The Jeffries Homes, also called the Jeffries Housing Projects, was a public housing project located in Detroit, Michigan, near the Lodge Freeway. It included 13 high-rises and hundreds of row house units, and was named for Detroit Recorder's Court Judge Edward J. Jeffries, Sr., who was also father of Detroit Mayor Edward J. Jeffries, Jr.
The first phase, Jeffries West, opened in 1953 as a complex of eight 14-story towers. The second phase included five additional towers in Jeffries West and Jeffries East, 415 apartments in a set of low-rise apartment blocks, added in 1955. In total, the project included 2,170 housing units on 47 acres. At first, the complex was popular among many Detroit residents who were eager to move into the new buildings. But by the late 1960s, the buildings had become a haven for drug dealers and an area with a high crime rate.[1]
Five towers of the complex were demolished in 1997, and four additional towers were imploded in 2001 to make way for the redevelopment of the site.[2] An additional tower was demolished approximately two years later. The remaining tenants of the Jeffries were moved to Freedom Place and Research Park housing complexes, approximately 8 city blocks from the Jeffries, while the redevelopment took place.[3] A development by Scripps Park Associates was built on the site of Jeffries West and named "Woodbridge Estates" at a cost of $92 million.[3] Woodbridge Estates includes 281 mixed-income housing rental units, 101 owner-occupancy attached and detached single-family homes, a 100-unit senior housing apartment building, plus 297 units of senior housing in the three remaining towers of the former Jeffries West.[4]

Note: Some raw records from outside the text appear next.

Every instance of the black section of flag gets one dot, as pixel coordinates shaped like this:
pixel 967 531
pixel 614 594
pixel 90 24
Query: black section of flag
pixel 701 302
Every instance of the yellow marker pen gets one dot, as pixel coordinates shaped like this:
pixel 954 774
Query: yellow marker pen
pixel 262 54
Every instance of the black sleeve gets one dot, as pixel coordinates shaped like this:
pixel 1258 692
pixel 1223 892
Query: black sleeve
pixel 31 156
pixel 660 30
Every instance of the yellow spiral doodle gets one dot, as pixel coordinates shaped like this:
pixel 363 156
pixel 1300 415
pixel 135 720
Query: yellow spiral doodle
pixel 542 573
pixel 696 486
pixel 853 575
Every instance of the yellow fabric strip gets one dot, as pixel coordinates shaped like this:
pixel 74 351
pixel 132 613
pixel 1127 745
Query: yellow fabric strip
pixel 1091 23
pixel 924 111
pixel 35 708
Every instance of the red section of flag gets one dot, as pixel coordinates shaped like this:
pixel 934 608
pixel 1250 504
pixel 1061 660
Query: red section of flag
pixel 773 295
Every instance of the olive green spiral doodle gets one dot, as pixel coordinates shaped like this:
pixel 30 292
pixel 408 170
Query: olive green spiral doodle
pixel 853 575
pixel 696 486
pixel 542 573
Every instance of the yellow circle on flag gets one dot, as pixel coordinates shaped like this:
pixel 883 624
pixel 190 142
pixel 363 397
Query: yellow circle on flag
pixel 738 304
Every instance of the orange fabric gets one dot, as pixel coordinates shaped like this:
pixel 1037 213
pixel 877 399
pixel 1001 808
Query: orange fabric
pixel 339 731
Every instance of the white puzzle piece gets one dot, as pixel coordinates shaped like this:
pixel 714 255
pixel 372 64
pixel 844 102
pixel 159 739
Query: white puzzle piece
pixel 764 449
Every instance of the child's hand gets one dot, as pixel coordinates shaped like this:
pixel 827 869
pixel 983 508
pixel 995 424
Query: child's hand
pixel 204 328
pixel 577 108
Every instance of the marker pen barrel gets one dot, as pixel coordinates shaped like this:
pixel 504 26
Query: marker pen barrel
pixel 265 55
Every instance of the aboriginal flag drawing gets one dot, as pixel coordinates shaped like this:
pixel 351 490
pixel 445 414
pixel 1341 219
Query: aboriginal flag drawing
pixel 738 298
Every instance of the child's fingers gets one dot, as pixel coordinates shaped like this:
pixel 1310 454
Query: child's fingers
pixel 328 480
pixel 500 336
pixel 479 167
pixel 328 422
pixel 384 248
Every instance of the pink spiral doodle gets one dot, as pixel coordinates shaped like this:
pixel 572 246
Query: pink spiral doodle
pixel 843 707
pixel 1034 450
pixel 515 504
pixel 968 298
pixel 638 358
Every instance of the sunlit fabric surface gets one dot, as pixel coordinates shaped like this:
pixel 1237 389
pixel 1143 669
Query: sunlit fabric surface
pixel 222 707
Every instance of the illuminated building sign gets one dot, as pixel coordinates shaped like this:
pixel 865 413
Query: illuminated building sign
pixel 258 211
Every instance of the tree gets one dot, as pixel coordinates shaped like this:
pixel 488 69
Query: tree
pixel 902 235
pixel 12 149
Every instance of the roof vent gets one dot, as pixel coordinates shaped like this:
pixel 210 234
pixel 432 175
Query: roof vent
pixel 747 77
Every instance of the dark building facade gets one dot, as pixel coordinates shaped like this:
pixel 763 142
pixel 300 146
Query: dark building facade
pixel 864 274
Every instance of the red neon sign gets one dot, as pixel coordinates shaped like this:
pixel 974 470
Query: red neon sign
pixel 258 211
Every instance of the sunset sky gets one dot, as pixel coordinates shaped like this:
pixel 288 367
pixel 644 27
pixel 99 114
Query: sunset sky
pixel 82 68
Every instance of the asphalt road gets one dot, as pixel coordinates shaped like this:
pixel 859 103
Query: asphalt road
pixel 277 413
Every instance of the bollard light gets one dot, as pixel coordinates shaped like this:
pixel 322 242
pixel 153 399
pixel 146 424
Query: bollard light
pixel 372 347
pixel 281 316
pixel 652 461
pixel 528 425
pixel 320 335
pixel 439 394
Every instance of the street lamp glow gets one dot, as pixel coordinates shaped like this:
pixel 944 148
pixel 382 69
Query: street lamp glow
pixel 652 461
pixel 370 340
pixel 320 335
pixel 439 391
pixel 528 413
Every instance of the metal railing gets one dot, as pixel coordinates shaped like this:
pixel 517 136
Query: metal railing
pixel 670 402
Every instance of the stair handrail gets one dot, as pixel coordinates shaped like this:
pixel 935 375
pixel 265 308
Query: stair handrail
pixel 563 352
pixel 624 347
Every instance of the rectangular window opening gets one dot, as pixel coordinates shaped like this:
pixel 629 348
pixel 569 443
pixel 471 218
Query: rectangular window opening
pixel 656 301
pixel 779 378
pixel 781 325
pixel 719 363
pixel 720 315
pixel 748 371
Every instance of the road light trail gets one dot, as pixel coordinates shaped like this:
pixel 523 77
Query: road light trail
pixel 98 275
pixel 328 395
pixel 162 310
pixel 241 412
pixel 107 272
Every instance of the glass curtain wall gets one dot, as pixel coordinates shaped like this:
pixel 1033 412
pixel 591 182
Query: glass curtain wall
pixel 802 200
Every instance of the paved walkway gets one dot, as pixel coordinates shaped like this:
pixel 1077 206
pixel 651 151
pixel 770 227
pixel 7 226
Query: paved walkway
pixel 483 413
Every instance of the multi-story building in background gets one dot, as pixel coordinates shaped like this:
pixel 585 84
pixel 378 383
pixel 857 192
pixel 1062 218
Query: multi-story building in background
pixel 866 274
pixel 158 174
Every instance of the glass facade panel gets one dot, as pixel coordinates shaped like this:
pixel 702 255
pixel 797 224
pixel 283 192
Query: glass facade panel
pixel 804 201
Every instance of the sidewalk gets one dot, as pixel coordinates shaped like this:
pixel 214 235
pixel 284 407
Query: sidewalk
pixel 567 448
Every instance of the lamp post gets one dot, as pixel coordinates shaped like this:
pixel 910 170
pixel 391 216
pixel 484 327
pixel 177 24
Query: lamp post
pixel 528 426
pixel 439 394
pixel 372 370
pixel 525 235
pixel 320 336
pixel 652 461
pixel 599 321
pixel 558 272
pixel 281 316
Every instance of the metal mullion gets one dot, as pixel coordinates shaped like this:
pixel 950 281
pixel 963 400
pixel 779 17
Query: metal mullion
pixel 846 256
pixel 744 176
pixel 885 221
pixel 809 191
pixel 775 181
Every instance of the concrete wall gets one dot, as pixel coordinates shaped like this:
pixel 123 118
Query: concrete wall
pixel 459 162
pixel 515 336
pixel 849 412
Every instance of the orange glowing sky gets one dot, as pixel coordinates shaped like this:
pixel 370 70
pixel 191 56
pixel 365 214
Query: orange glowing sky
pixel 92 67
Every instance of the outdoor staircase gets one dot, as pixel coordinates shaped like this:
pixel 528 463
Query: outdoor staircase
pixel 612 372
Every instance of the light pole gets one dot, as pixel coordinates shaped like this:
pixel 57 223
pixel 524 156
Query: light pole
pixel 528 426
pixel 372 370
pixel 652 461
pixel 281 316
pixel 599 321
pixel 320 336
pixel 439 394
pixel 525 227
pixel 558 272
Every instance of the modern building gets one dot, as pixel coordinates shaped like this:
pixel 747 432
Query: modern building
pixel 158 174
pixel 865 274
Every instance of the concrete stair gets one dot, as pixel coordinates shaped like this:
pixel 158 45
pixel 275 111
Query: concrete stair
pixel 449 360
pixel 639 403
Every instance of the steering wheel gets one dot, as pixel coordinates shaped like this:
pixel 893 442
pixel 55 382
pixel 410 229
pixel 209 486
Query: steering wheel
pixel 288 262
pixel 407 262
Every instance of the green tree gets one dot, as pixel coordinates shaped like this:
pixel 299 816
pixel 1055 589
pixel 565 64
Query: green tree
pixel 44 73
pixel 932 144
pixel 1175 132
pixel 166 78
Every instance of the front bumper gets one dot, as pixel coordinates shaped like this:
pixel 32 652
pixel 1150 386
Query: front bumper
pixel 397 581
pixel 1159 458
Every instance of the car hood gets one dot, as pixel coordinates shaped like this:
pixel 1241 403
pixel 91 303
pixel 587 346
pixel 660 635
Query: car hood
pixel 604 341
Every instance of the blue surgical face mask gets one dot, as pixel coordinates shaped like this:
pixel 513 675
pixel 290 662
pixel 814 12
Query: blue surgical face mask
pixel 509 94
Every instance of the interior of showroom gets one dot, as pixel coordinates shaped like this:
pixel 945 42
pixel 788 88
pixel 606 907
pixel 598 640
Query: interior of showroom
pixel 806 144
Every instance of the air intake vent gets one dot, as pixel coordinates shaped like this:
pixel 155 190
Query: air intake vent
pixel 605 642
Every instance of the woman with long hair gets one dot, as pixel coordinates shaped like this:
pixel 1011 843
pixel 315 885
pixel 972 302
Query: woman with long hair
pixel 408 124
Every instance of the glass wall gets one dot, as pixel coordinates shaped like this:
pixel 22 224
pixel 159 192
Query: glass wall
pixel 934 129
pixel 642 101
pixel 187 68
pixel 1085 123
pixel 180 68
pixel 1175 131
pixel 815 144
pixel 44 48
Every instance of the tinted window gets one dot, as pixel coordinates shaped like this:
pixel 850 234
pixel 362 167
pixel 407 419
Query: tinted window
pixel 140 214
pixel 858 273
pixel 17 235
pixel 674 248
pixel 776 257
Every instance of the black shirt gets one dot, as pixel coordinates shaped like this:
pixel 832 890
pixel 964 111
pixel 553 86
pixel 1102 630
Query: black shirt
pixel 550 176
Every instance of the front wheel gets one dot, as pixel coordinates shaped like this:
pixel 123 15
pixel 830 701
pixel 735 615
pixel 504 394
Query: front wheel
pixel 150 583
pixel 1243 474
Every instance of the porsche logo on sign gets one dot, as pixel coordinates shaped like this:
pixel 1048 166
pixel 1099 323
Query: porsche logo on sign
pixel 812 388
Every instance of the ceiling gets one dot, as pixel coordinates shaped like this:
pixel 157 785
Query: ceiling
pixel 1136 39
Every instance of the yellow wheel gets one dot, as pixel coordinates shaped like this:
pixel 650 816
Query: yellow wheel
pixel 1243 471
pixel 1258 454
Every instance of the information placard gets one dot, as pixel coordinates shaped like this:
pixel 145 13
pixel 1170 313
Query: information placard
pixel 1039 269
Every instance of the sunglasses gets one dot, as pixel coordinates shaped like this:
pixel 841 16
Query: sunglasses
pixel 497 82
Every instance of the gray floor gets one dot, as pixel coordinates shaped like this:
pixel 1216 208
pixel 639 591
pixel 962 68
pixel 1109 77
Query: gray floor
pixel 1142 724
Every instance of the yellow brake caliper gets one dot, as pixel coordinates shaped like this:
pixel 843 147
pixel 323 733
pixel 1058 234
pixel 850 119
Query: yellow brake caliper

Jeffries East was demolished in 2008 and the site redeveloped as mixed-income complex named "Cornerstone," completed in late 2012 developed in three phases..[2] [5] It included the development of 180 rental units in 30 buildings of townhomes and duplexes, consisting of 138 public housing units and 42 affordable housing rental units. Former residents of Jeffries East in good standing with the Detroit Housing Commission were permitted to return to the new complex.[6]